Would I use marbles , I might for simple plinking purposes.....maybe, but shooting game such as rabbit , I would not think it is worth taking the risk of wounding the creature, rather than humanely thumping it dead which heavier slingshot ammo (lead and steel) are able to do time after time again.

BUT...there have been a number of fellow members which have been qute sucessful at shooting targets and in regards to your question, "hunting" , with marbles so all in all, it may be worth trying it out for yourself.

One way to test the lethality of a marble shot from your sligshot, is to shoot a smaller creature such as a bird (which is sure to fall to a marble), and then have a look and observe how fast the marble knocked it down, as well as the penetration etc on the bird. This can also be done by shooting at a target, and then observing the damage done to it. If alot of damage is present, and it is very likely that excess energy was still in the projectile after it hitting the target and/or the quarry , then it may be worth it trying the marble on a slightly larger game such as a rabbit.

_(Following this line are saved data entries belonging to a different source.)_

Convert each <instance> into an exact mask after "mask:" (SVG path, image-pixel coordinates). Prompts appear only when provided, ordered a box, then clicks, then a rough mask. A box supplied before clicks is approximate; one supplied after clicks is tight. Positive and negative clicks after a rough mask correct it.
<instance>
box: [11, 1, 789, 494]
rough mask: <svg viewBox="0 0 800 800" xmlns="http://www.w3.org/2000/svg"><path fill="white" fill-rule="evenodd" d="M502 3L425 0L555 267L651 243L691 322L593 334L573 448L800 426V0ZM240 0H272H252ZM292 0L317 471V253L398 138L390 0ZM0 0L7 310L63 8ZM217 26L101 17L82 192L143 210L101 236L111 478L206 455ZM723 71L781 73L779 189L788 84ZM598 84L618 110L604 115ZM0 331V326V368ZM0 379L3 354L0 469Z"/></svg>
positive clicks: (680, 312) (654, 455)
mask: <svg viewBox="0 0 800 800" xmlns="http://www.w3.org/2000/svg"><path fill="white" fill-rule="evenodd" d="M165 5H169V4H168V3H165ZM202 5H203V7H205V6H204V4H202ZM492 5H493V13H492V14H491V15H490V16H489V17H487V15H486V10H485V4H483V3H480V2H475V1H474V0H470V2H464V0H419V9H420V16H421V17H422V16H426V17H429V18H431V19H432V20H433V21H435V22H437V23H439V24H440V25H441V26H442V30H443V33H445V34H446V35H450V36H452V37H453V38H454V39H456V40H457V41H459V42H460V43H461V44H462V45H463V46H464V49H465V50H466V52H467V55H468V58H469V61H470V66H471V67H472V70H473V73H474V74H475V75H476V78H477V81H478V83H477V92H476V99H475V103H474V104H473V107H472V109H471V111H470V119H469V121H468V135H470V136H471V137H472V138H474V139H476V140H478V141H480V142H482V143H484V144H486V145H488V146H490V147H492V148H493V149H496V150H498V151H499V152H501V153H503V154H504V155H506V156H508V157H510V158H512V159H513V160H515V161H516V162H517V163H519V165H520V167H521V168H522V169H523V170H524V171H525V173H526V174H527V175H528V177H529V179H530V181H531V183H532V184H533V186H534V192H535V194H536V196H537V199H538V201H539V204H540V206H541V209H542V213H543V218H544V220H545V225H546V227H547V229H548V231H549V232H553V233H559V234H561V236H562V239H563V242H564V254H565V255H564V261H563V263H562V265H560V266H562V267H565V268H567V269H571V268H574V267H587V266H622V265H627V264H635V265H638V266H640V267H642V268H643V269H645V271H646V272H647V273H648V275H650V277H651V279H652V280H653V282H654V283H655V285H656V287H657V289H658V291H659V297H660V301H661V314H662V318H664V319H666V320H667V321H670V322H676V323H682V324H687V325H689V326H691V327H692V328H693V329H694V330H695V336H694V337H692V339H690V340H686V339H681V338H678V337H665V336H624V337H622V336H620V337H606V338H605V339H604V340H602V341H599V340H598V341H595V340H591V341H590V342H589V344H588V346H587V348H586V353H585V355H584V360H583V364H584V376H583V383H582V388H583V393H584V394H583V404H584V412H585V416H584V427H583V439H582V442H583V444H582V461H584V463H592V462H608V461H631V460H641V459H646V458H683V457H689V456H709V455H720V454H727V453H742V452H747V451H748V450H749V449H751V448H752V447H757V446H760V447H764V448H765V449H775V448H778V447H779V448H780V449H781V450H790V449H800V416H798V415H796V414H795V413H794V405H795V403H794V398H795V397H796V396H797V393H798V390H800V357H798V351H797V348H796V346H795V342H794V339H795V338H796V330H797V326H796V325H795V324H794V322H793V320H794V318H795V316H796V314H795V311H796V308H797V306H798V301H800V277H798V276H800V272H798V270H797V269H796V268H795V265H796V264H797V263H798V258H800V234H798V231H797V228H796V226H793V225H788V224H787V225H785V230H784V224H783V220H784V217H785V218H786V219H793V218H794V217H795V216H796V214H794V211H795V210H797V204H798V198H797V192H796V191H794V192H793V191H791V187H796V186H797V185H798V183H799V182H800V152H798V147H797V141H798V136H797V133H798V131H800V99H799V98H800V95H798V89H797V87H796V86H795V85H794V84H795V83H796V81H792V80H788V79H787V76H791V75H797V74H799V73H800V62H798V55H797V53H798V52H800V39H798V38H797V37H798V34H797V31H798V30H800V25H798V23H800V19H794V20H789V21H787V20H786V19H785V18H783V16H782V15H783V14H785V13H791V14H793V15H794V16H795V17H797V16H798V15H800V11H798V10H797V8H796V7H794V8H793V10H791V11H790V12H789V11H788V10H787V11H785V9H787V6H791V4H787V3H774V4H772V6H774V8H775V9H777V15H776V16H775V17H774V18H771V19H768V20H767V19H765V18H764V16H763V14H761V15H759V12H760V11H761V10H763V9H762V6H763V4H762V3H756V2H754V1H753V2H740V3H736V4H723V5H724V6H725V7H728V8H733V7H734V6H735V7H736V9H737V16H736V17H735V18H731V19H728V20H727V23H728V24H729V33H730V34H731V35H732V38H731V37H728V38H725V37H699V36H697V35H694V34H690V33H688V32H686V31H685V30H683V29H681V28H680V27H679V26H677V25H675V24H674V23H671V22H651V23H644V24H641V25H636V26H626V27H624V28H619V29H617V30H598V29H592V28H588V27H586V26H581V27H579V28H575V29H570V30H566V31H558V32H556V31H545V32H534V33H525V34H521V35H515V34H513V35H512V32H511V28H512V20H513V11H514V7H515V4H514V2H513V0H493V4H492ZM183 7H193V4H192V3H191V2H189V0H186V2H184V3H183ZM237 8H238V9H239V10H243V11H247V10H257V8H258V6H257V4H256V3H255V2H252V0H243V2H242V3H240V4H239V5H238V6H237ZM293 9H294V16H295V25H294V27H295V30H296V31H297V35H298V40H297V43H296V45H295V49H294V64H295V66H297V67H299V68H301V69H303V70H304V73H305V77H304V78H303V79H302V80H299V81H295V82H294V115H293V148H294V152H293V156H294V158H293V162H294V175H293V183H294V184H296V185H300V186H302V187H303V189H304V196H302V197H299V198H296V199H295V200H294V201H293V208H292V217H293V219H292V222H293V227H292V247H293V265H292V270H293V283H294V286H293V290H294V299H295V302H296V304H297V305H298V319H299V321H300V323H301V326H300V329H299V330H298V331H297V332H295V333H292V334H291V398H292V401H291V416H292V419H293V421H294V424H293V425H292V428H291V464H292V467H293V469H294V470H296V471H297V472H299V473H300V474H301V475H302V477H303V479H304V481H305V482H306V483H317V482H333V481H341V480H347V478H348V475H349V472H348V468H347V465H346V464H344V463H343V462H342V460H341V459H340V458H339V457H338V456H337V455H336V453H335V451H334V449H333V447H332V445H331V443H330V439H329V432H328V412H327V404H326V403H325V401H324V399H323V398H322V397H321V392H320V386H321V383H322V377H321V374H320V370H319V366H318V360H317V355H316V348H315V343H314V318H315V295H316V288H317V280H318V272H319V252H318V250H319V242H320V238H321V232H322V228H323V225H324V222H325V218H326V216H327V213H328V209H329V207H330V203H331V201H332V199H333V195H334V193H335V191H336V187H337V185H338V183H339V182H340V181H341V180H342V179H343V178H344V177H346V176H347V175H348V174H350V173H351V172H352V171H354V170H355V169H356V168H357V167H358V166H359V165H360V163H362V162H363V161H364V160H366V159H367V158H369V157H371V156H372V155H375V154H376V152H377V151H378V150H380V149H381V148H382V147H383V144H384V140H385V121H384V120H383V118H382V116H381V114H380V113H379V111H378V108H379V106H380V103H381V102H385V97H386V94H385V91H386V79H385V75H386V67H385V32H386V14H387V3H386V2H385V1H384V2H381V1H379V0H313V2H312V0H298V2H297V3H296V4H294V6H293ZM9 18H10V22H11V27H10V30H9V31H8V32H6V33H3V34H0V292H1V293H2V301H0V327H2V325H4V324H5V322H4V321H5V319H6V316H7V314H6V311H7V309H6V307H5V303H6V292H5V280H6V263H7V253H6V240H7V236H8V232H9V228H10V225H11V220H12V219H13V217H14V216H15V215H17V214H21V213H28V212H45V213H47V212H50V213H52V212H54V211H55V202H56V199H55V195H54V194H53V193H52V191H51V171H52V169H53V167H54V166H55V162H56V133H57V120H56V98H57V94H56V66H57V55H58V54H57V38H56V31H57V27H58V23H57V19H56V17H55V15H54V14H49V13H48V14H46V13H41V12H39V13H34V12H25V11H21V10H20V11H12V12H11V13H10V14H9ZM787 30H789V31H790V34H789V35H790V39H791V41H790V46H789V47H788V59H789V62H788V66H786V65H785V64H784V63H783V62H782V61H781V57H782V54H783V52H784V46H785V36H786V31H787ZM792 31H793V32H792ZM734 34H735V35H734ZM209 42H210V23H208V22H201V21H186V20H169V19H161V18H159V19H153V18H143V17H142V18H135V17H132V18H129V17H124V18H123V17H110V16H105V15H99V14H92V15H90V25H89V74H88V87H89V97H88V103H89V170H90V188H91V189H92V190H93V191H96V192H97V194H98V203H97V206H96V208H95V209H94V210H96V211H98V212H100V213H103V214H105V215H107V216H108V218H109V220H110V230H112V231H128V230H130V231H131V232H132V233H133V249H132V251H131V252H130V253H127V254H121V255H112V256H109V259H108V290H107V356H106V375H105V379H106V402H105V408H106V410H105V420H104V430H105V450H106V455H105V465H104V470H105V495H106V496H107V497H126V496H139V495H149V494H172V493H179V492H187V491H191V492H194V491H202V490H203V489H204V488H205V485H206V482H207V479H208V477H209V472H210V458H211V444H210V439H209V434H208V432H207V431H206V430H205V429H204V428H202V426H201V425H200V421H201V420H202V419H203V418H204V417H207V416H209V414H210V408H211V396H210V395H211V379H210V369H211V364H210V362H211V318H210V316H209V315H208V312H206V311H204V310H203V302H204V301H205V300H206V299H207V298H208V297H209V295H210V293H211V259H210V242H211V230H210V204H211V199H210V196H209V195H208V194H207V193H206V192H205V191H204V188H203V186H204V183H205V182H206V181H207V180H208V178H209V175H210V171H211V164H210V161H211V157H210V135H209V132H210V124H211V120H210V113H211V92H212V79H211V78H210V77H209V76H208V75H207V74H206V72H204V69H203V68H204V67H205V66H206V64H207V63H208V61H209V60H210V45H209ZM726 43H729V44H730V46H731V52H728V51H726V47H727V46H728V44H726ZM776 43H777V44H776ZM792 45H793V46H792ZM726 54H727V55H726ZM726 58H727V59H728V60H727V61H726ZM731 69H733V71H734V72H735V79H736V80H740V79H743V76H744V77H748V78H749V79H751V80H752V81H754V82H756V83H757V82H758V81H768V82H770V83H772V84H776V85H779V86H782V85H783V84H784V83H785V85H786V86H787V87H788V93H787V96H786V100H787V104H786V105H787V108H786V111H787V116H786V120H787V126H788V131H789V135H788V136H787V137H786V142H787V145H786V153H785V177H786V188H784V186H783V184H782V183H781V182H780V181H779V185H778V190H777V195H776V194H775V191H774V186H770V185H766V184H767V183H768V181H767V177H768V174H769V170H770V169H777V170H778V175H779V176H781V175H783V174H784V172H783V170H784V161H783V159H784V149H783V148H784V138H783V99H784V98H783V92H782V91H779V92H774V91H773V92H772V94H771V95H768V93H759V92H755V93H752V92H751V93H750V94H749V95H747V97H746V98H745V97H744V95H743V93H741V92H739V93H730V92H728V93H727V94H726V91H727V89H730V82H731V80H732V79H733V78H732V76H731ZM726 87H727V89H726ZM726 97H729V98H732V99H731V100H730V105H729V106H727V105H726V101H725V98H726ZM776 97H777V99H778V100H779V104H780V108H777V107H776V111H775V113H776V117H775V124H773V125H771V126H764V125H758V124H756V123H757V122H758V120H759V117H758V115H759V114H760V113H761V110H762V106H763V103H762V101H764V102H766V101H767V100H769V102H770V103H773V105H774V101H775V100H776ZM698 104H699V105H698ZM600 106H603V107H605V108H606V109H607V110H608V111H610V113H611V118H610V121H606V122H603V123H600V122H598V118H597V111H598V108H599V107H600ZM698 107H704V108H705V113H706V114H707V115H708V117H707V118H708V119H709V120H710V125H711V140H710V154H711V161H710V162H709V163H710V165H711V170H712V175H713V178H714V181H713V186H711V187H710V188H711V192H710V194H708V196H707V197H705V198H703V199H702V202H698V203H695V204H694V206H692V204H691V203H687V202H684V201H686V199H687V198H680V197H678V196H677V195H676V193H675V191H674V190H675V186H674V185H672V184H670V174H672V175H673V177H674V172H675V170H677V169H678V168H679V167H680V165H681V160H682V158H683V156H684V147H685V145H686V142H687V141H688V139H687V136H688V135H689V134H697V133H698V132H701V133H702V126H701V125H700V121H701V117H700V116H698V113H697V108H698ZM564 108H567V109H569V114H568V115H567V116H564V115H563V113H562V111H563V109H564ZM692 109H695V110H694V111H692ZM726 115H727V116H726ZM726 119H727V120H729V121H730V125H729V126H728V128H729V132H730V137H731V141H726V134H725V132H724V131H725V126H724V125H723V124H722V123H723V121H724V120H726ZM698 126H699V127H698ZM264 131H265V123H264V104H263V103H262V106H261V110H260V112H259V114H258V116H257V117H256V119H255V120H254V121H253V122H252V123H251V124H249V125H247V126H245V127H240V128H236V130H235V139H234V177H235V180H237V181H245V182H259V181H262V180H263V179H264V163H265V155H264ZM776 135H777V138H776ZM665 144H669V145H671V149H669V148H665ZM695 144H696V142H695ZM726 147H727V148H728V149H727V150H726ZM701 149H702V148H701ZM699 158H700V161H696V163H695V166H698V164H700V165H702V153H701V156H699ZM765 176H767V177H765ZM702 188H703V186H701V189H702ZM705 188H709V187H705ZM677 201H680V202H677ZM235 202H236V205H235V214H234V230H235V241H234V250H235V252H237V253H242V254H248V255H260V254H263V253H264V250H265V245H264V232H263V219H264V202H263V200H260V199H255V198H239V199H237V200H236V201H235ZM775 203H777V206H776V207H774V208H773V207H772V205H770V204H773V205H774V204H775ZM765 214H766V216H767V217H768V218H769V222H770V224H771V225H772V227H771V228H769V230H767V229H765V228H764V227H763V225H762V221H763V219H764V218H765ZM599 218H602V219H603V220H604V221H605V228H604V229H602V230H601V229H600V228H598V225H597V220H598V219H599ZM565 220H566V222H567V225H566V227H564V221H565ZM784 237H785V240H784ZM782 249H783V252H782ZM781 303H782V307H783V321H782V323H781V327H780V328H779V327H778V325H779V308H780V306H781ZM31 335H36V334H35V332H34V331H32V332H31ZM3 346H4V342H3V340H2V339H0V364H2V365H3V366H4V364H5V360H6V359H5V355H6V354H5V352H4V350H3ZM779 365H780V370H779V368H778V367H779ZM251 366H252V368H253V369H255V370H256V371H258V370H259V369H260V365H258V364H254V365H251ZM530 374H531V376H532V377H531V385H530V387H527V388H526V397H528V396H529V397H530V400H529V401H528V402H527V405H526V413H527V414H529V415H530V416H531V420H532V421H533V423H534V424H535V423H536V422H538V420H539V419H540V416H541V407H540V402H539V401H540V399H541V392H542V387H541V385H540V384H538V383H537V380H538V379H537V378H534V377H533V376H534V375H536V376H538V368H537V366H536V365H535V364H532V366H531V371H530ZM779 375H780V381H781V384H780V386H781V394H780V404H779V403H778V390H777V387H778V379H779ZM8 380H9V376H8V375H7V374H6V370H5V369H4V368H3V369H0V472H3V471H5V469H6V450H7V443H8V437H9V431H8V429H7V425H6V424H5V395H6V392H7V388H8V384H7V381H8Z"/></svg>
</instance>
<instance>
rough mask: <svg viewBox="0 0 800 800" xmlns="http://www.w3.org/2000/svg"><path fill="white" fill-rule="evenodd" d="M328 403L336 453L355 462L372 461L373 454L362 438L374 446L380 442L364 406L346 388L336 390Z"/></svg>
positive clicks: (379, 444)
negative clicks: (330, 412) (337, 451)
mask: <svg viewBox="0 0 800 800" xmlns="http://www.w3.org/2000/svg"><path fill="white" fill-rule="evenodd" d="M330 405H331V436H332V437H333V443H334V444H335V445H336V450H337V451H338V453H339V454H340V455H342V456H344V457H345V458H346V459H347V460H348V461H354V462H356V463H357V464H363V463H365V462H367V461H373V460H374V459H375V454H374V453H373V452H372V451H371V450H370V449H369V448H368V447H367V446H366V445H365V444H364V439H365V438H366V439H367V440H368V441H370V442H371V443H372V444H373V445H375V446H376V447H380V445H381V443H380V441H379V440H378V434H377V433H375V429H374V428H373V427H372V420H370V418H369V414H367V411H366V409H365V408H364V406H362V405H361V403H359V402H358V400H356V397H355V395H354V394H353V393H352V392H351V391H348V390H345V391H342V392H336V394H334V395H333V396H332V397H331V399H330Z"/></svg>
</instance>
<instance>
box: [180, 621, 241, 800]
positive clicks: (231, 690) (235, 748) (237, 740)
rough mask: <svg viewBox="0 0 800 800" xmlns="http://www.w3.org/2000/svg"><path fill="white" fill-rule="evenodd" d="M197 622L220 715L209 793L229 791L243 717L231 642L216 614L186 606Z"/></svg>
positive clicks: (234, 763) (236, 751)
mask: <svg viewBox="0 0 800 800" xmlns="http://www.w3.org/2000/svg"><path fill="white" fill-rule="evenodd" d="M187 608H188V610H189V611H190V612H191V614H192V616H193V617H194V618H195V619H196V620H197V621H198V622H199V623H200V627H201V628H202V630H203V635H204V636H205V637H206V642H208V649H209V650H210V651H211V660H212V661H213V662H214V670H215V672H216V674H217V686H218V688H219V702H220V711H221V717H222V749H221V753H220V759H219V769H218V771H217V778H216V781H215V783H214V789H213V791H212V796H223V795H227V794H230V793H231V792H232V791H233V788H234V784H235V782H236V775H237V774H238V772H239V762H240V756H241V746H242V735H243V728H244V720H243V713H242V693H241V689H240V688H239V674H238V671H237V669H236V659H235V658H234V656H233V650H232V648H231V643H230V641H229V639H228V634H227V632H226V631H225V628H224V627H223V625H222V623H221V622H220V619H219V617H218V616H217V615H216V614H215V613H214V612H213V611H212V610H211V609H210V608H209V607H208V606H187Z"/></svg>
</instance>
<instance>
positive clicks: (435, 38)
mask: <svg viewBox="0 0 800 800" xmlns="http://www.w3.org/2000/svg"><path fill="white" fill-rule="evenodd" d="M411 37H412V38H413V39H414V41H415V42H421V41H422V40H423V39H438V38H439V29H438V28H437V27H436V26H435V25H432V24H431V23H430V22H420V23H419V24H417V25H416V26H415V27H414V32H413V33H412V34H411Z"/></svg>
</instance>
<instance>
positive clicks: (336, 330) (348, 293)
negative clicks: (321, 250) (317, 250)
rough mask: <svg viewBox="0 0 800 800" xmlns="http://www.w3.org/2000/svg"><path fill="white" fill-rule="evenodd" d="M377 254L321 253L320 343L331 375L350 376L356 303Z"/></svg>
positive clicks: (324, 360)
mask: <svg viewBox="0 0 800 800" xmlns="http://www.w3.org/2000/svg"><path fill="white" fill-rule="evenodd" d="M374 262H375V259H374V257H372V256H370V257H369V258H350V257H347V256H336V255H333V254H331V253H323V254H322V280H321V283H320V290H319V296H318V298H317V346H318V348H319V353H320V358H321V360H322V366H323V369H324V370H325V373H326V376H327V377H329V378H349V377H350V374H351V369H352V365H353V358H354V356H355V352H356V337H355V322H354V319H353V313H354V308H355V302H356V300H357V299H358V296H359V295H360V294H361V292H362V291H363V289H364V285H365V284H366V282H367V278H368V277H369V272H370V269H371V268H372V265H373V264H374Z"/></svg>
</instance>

In general though , it is best to stick with lead or steel.....or good quality round stones, which have a little weight to them, to ensure you get the best results from your trusty slingshot no matter what you are wanting to persue, be it hunting or simple target practice.

Cheers,
AJ


----------



## Tex-Shooter

You can buy steel balls quite reasonable from this supplier. Just mention that they are for slingshot ammo. - Tex-Shooter
http://www.royalsteelballusa.com/


----------



## ERdept

Tex-Shooter said:


> You can buy steel balls quite reasonable from this supplier. Just mention that they are for slingshot ammo. - Tex-Shooter
> http://www.royalsteelballusa.com/


you mention this because they can give a lower grade and thus cheaper steel right?


----------



## Qucifer

Well, i took the plunge and bought a set of .445 caliber round ball dies and pumped out 50 lead balls today. No need to worry about marbles not being heavy enough. These pack a mean punch.










Thanks for all the advice fellas.

Q


----------



## Tex-Shooter

ERdept said:


> You can buy steel balls quite reasonable from this supplier. Just mention that they are for slingshot ammo. - Tex-Shooter
> http://www.royalsteelballusa.com/


you mention this because they can give a lower grade and thus cheaper steel right?
[/quote]
Nope, they are perfect. I don't know, but I think that hey come out of aircraft motors and can not be resold as bearings. -- Tex-Shooter


----------



## Grandpa Pete

In my experience nothing works better than lead balls for hunting. If you don't have lead then use steel balls. There is a case to be made for 3/8 which will give higher velocity than 1/2 which travel slower but have more weight . I would use the marbles for plinking.

GP


----------



## msturm

Shooting accurately and within a range you are competent are the keys to killing anything with anything. Shot placement is paramount. It only takes 4 foot pounds of pressure to kill a snowshoe hare if you hit it in the head. A well thrown rock will do that. Squirrels on the other hand are just mini grizzly bears. They are super tough. When I started shooting, I used marbles exclusively because that is what I had. Recently,I have been shooting 1/2 steel and .410 lead and both are a better choice than marbles. All the animals below were taken with marbles.


----------



## bingo

msturm said:


> Shooting accurately and within a range you are competent are the keys to killing anything with anything. Shot placement is paramount. It only takes 4 foot pounds of pressure to kill a snowshoe hare if you hit it in the head. A well thrown rock will do that. Squirrels on the other hand are just mini grizzly bears. They are super tough. When I started shooting, I used marbles exclusively because that is what I had. Recently,I have been shooting 1/2 steel and .410 lead and both are a better choice than marbles. All the animals below were taken with marbles.


nice shooting dude ????


----------